The standard benchmarks (ETHICS, BBQ, TruthfulQA, EQ-Bench) face different limitations. They were designed to measure specific capabilities or biases, not alignment properties. When the AEI applies them to measure alignment intervention effects, it extends these instruments beyond their validated use cases. More fundamentally, these benchmarks can be optimized for directly—they are public, their test distributions are known, and models can be trained to perform well on them without achieving the underlying safety properties they nominally measure.

What would a verification-grade alignment benchmark actually require?

First, it would need to measure behaviors that matter for safety, not proxies. Instrumental convergence scenarios are relevant because they test whether a model pursues power-seeking strategies. But current implementations rely on multiple-choice questions where the model selects among predefined options. A sophisticated system could learn to recognize and avoid these test patterns while retaining the underlying behavioral tendencies.

Second, it would need resistance to optimization pressure. If a benchmark becomes a compliance target, developers will optimize for it. This is not dishonest—it is how engineering works. But it means the benchmark must measure properties that cannot be improved through superficial pattern-matching. Current alignment evaluations do not meet this standard.

Third, it would need cross-evaluator reliability. The AEI’s qualitative coding shows inter-rater reliability metrics, but qualitative assessment cannot scale to treaty verification. An international agreement cannot rely on expert human judgment to determine compliance—the judgment itself becomes a point of political contention.

The recent news that Anthropic is suing the Pentagon over its supply chain risk classification illustrates what happens when governments attempt to regulate AI without validated measurement. The Pentagon’s designation appears to rely on geopolitical factors rather than empirical safety properties. Anthropic contests it through legal channels because no shared technical framework exists for adjudicating the claim. This is the future of international AI governance without verification-grade benchmarks: endless disputes over classifications that cannot be empirically resolved.
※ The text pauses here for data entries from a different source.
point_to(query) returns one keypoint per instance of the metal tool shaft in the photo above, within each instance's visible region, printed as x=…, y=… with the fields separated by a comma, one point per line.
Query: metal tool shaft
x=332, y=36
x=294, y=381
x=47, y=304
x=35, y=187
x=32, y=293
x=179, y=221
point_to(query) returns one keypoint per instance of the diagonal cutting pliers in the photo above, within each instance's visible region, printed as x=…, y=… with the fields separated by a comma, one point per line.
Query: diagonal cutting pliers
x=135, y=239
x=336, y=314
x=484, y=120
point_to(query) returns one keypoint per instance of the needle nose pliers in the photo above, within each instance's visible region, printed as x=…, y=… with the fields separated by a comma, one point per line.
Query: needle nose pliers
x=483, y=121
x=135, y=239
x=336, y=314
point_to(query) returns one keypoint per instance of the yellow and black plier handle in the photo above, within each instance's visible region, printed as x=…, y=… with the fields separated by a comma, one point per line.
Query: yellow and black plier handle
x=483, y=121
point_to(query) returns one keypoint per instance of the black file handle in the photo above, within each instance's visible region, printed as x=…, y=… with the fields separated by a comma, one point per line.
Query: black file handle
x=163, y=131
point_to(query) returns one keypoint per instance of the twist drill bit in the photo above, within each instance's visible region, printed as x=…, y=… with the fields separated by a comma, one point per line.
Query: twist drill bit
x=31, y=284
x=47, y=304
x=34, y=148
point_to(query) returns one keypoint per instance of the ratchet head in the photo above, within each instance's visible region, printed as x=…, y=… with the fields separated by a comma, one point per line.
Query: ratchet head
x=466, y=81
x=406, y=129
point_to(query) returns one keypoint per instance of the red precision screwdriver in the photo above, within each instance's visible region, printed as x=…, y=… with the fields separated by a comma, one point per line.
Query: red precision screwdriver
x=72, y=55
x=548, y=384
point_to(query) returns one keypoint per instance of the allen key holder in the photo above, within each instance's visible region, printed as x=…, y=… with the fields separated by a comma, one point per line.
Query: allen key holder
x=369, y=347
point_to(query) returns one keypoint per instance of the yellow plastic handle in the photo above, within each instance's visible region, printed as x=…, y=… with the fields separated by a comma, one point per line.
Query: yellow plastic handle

Some will argue that we should establish governance frameworks now and develop verification methods later. This approach has precedent in arms control—early nuclear treaties relied on rudimentary verification that improved over time. But AI systems are not missiles. They can be copied, modified, and deployed at software timescales. A governance framework without verification mechanisms is not a stepping stone toward enforcement—it is security theater that creates false confidence while actual risks scale unchecked.

The honest position is this: international enforcement of AI alignment standards is not currently feasible because we lack the technical infrastructure to verify compliance. Building that infrastructure requires benchmark development that prioritizes verification properties—reproducibility, resistance to gaming, automation, and clear thresholds—over research insights. Until we have those instruments, international AI governance will remain aspirational regardless of how many declarations are signed.

The AEI’s empirical work contributes to understanding alignment intervention effects. But neither its custom instruments nor the standard benchmarks it employs were designed for, or are currently suitable for, treaty verification. Recognizing this limitation is necessary if we want to build toward actual enforceability rather than merely performing international cooperation.